Disabled Math Teacher Found Body Shop to Make Wheelchair-Accessible Golf Carts

In January 2000, Cory Trenkamp was in a car accident in which his neck was broken. After months of recovery, rehabilitation, and confinement to a wheelchair, he entered college at Wright State University, where he earned his bachelor’s degree in math. He now teaches math online through the West Central Ohio Learning Academy, according to Anne Coburn-Griffis, writing in the Putnam Centinel.

“My parents take my siblings and nephews for rides around our farm.
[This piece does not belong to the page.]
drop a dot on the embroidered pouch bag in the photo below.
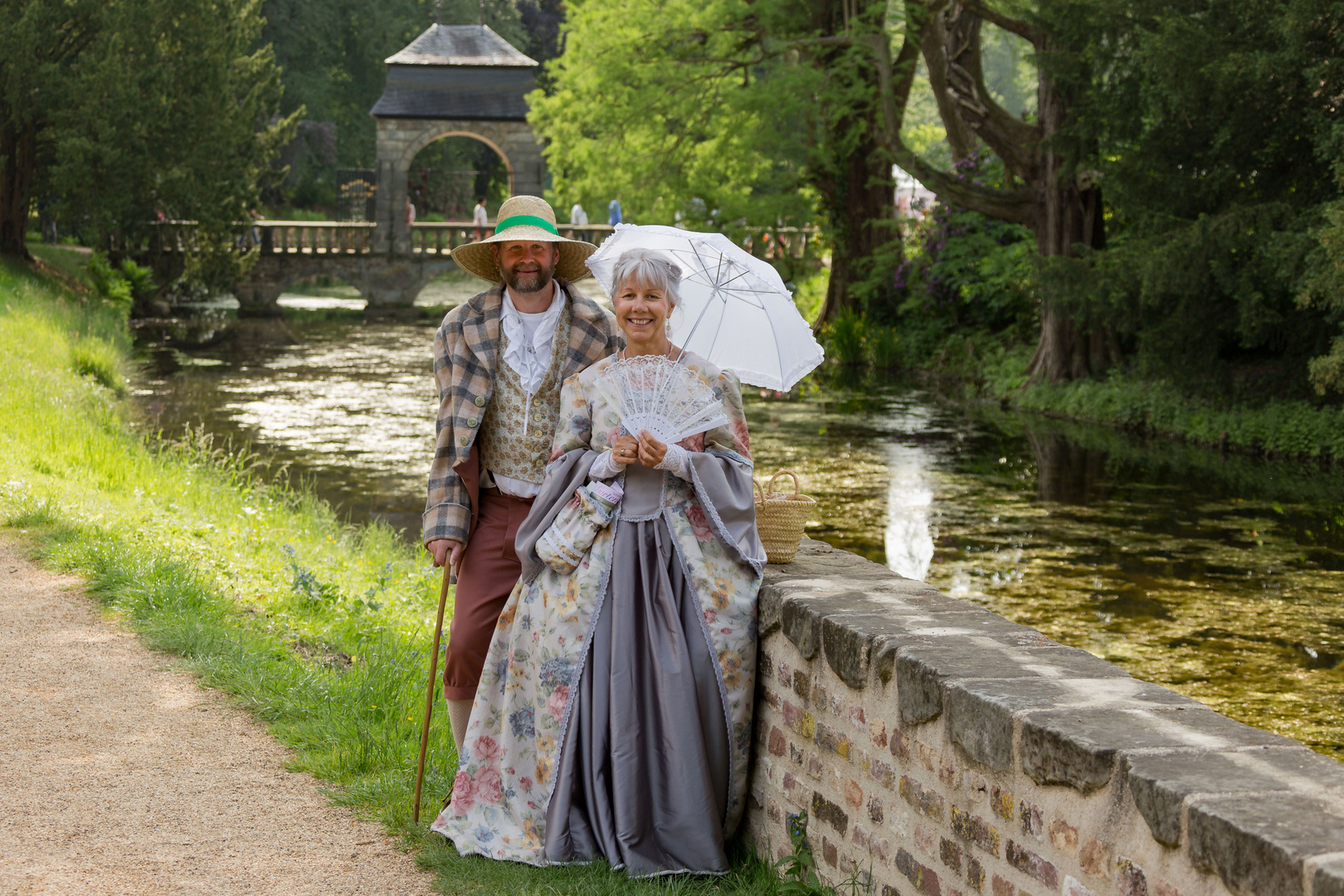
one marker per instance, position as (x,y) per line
(570,536)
Last summer, my three-year-old nephew wanted me to ride with them,” said Trenkamp. “Since my wheelchair wouldn’t fit on it, I looked into some options.”

Trenkamp located a body shop in Columbus, OH, that makes wheelchair-accessible golf carts but the cost for such a vehicle was high. “My dad asked a buddy of his if he knew anyone that could convert ours. He said he’d like to try.”

That friend was Mark Ricker, the owner of Mark’s Auto Body just west of Ottoville, OH, on U.S. 224. He and a crew that consisted of Vernon Etzler and Tony Butler worked on the cart renovation in his rural shop over the recent cold winter months. On March 14, 2014, Trenkamp and his father Carl joined them all there for a final fitting. With the press of a button, Ricker lowered the passenger-side door into a ramp. Trenkamp drove his wheelchair up the ramp and locked the chair in place, just as he does in his van, for a perfect fit. Under windy but blue skies, Trenkamp and Ricker took the finished cart out for its inaugural spin. According to Ricker, Etzler was the brains behind much of the cart retrofit.

“We cut it in two and put steel in to lengthen it out,” said Etzler. “There’s a lot to doing it, stretching everything out—throttle cables, brake lines, putting another seat in.”

When asked how long it took to complete the project, Etzler belly-laughed. Ricker smiled and explained. “It took a month and a half, but the first one always takes longer.”

Trenkamp himself located the mechanism that locks his wheelchair safely into the floor of the cart. Ricker explained that the original front seat is now located near the back of the cart. It sits just behind the area where Trenkamp can now drive in and park his wheelchair. A new seat was installed in front. A new steel roof had to be made and installed as well.

“Just for Cory,” said Ricker. “Just for his safety.”

Cincinnati Reds decals personalize the red vehicle, which is street-legal with tail lights, turn signal, and a distinctive horn. The cart will run up to 30 mph. It seats seven.

“We can load up with the grand-kids and go to Jennings Park,” said Trenkamp’s dad.

Now his son Cory can join them, although he has other destinations in mind. “We don’t have sidewalks near our house, which there should be. Now I can get up to town if I want to. Take it to the game; maybe use it as a bull pen car. You get tired of riding around in minivans.”

Ricker suggested mounting a drop-down television in the ceiling of the golf cart. “Maybe next year,” grinned Trenkamp.